1 July 2014 By Quentin Webb

The merger boom could really explode. With about $1.8 trillion of M&A so far this year, 2014 is shaping up to be the biggest year since 2007. Looked at through the prism of history, though, it may only be the start.

Standard measures of M&A activity can be misleading. For one thing, they tend to ignore inflation. A dollar – or several billion of them – used to buy far more. The value of assets fluctuates, meaning in some years companies are far cheaper than others. Globalisation also plays a big part these days. There were no merger surges in the USSR.

 Global M&A activity

Global M&A activity

Source: Reuters Graphic

Global M&A activity

One rough-and-ready way to reconcile it all is to set volume against stock market capitalisation. Over the last three decades, annual M&A has on average equated to 7.3 percent of Datastream’s total world market index, according to Breakingviews calculations. This ratio cycles from 4 percent to 5 percent at troughs like the one in 1992, to highs of 12 percent to 14 percent, as in 1999.

With $3.1 trillion of deals over the last four quarters, according to Thomson Reuters data, and world markets worth about $55.4 trillion, the current ratio of M&A to market value is 5.6 percent. Suppose equities increase by another 10 percent by the end of next year to $60.9 trillion, and merger volume grows to its long-term proportional average. That would imply $4.5 trillion of acquisitions in 2015.

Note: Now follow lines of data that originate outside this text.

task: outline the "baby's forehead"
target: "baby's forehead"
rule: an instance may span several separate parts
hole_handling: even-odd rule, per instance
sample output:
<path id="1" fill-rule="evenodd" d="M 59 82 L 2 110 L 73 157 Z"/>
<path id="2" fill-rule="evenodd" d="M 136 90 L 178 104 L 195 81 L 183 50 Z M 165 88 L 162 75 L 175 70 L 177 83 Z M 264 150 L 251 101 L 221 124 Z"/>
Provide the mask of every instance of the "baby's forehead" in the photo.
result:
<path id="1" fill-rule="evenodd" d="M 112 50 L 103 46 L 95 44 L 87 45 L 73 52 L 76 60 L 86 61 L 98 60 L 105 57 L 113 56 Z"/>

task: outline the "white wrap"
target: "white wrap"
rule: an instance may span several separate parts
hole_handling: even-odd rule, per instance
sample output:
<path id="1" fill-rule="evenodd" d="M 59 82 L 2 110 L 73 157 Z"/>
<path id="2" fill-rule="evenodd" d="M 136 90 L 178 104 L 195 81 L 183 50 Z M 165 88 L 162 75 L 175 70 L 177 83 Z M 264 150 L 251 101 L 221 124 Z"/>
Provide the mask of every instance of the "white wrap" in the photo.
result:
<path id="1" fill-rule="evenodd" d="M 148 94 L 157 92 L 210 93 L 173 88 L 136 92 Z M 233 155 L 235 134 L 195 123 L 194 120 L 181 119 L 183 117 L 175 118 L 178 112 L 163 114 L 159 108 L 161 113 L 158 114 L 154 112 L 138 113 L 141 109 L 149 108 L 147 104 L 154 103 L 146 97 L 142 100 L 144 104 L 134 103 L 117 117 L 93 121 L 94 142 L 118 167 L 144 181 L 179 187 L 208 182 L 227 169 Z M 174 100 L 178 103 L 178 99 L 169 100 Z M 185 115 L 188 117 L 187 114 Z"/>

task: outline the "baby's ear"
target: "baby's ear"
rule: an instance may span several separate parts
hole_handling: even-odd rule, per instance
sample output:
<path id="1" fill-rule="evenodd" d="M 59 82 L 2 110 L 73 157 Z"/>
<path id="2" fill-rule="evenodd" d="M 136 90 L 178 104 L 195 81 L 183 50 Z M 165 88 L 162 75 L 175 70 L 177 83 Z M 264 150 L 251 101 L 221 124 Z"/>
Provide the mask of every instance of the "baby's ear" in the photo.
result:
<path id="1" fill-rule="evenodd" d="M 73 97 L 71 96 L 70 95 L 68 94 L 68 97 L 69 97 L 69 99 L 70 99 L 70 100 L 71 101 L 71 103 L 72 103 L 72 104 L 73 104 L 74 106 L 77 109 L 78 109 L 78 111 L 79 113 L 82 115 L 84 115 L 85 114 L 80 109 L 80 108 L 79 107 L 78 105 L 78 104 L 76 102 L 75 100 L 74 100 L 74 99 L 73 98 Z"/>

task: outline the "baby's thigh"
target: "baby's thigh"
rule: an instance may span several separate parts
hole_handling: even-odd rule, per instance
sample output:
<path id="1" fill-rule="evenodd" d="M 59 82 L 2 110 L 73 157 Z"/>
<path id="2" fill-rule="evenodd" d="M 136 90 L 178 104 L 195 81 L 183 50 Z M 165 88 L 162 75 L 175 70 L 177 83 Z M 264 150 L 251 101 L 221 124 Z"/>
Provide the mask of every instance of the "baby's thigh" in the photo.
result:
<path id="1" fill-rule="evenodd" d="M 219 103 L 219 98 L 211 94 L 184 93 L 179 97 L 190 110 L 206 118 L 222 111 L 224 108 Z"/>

It may be an overly optimistic figure, but there are plenty of reasons to think M&A momentum will keep rolling. Cheap debt, plentiful cash, investors rewarding acquirers, improving corporate confidence and economic recovery are all conspiring with the simple fact that deals usually beget more deals.

What may be great for bankers, though, won’t necessarily benefit shareholders. The rush by U.S. buyers to find overseas targets merely to cut their tax bills, a trend that has contributed significantly to this year’s activity, could lead to many unhappy partnerships over the long run. What’s more, deal valuations are moving up, suggesting hubris is already setting in. So, yes, expect the surge in M&A to continue. And with so much activity so quickly, value destruction will rise along with it.